Look, sometimes you don’t have time to wait. Whether you want to poop now to make sure you don’t turn up later, or you just need a little relief, here are a few tricks that can help.

Have a hot drink

Coffee is known for its effects on the gut, but it may not actually be caffeine. Any warm or hot liquid can have a similar effect. So grab a cup of tea or hot chocolate if you’re not a coffee lover.

There is something

Every time you eat, a chain reaction occurs in the intestines. Your stomach makes room for incoming food, emptying what it can into the small intestine, and the small intestine emptying everything it can into the large intestine, and so on.

If you’ve ever potty training or crate training your dog, you know that you can usually expect to have a bowel movement 30 minutes or so after eating. You can apply this knowledge to yourself.

The exercise

Exercise speeds up the passage of food through the intestines. The longer digested food stays in the intestines, the harder and drier it becomes, so faster movement means it is more likely to be soft by the time it is ready to go.

Any movement can help, but aerobic exercise such as jogging or cycling is often recommended. Bouncing movements from dance workouts or high impact workouts can also help. Unfortunately, there is no evidence that certain yoga postures, even those advertised as helping “digestion”, can have this effect.

Drink water

Your intestines work best when you are hydrated enough, so make sure you drink enough water. ( If you’re not thirsty, you’re probably fine , but an extra glass or two won’t hurt.)

Have some fiber

The fiber found in plant foods, including whole grains and vegetables, speeds up the digestive system. Meanwhile, the faeces will be softer and easier to pass. This is because fiber absorbs water, so make sure you drink plenty of water when you increase your fiber intake.

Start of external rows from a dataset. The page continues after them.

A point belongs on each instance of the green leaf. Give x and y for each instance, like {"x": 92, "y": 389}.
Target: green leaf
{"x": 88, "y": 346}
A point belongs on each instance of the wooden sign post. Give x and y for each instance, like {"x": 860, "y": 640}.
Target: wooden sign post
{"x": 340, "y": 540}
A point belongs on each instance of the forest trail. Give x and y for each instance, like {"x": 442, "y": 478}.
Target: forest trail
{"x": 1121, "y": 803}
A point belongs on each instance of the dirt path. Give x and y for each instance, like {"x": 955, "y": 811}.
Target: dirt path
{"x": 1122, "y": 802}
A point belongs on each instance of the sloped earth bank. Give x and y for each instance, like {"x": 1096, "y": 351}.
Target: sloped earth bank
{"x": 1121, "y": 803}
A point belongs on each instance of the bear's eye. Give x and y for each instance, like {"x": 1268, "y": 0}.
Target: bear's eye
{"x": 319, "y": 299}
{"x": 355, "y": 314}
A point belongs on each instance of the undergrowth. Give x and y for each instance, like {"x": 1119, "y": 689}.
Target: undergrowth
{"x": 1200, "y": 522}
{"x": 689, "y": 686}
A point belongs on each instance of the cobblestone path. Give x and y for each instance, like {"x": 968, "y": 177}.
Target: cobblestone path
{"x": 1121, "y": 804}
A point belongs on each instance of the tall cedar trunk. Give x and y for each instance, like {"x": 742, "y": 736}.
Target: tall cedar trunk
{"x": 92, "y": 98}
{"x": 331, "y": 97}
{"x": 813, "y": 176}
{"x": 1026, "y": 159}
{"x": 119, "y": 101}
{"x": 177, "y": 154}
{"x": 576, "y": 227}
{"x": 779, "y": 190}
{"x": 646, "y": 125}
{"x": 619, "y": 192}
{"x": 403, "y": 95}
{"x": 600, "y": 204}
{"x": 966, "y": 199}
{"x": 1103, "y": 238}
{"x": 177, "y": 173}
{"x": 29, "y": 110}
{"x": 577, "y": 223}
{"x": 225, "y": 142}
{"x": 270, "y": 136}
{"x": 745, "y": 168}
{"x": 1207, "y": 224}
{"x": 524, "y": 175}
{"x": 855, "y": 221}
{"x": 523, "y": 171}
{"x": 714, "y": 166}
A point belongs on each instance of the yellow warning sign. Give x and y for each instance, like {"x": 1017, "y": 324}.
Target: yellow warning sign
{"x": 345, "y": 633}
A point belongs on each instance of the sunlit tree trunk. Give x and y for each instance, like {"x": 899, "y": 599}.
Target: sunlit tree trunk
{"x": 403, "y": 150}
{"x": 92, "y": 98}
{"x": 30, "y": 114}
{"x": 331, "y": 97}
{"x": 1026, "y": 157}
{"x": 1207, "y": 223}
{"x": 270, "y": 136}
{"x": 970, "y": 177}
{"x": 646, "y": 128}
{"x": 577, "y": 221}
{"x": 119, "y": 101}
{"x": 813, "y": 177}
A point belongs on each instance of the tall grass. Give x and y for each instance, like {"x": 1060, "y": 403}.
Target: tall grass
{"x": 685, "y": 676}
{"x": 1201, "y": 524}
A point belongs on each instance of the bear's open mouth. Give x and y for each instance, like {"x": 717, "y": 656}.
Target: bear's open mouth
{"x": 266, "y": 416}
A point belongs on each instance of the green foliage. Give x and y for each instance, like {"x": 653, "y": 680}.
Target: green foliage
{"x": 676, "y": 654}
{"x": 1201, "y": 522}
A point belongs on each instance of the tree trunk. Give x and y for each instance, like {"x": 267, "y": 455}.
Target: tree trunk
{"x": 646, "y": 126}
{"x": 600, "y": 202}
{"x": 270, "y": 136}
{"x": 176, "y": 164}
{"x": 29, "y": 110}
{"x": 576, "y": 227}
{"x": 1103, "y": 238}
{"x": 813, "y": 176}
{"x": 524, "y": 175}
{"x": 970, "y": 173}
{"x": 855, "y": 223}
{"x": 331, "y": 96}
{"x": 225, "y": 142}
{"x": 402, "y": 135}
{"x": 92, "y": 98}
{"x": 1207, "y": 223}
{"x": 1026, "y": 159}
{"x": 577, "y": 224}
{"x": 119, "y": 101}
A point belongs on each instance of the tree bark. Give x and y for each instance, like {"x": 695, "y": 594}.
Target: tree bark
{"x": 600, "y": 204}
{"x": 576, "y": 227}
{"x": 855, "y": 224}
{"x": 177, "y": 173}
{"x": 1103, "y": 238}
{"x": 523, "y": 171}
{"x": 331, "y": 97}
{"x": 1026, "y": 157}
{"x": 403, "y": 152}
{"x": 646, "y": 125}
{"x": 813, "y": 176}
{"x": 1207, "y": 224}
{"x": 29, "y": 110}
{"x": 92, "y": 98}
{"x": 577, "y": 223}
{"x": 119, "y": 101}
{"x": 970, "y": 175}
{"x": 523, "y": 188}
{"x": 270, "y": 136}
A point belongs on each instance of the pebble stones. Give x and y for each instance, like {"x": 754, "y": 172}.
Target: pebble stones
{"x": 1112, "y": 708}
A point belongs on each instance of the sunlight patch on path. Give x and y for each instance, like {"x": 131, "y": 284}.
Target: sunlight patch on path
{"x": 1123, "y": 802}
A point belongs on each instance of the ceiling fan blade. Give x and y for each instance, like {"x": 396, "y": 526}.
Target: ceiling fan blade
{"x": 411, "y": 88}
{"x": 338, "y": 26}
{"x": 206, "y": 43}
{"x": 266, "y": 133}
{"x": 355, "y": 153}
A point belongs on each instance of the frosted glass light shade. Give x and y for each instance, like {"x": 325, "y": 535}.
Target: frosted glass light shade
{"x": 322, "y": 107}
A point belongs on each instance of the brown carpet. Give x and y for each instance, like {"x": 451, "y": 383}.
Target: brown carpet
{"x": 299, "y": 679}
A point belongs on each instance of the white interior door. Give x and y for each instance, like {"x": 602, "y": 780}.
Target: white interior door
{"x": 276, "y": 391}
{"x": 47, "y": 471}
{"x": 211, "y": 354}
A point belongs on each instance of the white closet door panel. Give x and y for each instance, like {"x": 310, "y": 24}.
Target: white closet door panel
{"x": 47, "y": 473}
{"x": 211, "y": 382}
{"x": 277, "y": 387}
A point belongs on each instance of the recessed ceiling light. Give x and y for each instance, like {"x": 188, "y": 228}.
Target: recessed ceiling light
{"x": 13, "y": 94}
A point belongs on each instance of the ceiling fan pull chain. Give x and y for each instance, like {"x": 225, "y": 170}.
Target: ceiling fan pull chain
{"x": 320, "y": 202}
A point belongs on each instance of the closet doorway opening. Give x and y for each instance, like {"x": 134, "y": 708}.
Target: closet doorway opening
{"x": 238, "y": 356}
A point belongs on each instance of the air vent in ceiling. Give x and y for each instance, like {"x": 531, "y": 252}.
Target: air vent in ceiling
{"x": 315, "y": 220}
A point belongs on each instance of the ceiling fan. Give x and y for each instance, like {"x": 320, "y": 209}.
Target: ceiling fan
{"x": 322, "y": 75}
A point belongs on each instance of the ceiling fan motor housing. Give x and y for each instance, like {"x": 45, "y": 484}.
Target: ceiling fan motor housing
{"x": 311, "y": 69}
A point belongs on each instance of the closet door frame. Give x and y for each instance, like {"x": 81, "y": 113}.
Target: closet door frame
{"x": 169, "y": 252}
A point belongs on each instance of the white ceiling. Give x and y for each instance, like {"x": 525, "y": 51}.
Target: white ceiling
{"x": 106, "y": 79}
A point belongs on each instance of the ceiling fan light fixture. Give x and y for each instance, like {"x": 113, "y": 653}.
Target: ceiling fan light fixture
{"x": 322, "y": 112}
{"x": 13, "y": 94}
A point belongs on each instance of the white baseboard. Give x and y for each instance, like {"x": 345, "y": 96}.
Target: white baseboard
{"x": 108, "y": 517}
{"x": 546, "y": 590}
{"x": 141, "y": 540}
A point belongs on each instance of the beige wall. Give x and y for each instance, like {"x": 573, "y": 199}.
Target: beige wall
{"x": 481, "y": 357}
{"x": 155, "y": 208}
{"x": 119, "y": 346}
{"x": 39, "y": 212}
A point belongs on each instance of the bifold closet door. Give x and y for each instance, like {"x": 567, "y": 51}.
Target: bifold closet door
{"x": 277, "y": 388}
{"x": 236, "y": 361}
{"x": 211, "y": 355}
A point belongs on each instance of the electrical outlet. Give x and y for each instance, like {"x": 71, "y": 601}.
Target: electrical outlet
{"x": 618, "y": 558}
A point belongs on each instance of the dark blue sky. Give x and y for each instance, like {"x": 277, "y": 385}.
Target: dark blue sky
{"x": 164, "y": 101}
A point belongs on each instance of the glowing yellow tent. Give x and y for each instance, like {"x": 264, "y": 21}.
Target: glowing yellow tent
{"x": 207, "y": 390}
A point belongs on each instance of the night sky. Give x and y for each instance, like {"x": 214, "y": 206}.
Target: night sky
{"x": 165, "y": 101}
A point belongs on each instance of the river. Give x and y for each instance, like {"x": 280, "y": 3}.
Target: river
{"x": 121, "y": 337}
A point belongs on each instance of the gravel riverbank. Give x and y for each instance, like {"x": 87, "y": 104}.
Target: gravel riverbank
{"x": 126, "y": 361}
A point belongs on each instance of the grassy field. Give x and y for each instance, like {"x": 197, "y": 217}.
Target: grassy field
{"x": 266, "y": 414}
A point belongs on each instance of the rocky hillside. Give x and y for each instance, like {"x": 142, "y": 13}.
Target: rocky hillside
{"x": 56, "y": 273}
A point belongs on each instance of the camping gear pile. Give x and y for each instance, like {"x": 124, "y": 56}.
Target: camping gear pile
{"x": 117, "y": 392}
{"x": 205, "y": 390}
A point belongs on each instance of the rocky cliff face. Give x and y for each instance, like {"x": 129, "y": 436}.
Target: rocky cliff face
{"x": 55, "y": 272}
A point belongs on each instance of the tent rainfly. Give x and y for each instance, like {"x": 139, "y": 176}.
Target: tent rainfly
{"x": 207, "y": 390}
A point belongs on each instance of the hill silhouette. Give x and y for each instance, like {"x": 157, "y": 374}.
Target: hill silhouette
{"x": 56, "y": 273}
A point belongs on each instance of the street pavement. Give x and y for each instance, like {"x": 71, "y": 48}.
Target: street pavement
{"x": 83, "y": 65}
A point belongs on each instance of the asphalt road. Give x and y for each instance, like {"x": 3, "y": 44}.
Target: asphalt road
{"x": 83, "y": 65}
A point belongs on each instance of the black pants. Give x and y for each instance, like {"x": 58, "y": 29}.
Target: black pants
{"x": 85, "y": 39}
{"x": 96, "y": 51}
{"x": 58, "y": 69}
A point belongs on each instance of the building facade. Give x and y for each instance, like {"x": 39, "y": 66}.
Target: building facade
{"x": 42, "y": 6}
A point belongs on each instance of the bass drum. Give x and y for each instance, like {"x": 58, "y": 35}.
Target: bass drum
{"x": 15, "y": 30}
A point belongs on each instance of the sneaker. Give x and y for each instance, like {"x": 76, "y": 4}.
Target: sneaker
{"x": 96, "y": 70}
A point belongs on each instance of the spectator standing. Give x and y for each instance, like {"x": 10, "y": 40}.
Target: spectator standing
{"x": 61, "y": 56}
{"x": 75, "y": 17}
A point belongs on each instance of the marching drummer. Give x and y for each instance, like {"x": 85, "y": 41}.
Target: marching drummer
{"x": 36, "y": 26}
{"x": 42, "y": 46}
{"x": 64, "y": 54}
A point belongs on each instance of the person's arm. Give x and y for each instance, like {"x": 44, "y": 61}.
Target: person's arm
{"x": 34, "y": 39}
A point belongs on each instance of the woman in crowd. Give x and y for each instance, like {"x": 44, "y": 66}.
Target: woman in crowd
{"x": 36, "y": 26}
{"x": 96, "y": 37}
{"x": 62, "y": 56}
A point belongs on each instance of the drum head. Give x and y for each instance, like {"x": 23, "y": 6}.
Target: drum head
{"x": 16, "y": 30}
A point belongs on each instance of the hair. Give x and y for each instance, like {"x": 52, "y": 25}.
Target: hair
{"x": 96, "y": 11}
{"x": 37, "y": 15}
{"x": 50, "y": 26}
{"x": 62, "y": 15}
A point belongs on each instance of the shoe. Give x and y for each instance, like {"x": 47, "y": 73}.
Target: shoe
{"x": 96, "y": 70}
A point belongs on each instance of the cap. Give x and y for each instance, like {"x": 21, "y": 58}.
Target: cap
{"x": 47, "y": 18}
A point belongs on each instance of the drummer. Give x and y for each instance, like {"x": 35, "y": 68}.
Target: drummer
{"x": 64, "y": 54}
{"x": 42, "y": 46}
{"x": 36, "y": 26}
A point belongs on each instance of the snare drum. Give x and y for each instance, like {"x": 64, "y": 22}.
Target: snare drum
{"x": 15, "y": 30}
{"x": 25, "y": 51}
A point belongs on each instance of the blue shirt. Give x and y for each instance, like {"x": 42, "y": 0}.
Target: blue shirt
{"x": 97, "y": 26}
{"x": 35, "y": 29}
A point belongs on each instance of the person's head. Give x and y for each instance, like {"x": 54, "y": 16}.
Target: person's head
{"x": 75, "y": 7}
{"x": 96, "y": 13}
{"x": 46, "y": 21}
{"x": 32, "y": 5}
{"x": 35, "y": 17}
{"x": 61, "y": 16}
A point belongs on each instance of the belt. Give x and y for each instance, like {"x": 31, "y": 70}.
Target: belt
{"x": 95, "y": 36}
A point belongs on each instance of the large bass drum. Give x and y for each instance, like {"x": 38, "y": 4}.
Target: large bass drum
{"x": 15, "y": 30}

Fiber won’t give you a poop instantly, but if you increase your fiber intake now, you’ll start to see the effect in a day or two. There are fiber supplements, such as metamucil, that you mix with water, or you can simply eat fiber-rich foods like beans, oatmeal, other whole grains, and most fruits and vegetables are high in them.

Fiber is listed on food labels (it’s a type of carbohydrate), so start reading labels and aim for 25 to 30 grams per day.

Change position

The squatting position is sometimes more conducive to pooping than sitting on the toilet, as if it were a dining room chair. Place your feet on the footrest or just move a little (lean forward, lean back) to find the position that works best for you.

Talk to your provider

There are also medical solutions, including various types of laxatives and stool softeners, that can be purchased without a prescription. If you have problems with poop on a regular basis, including if it is always hard and bumpy, or if you have fewer than three bowel movements per week, you may need to seek medical attention.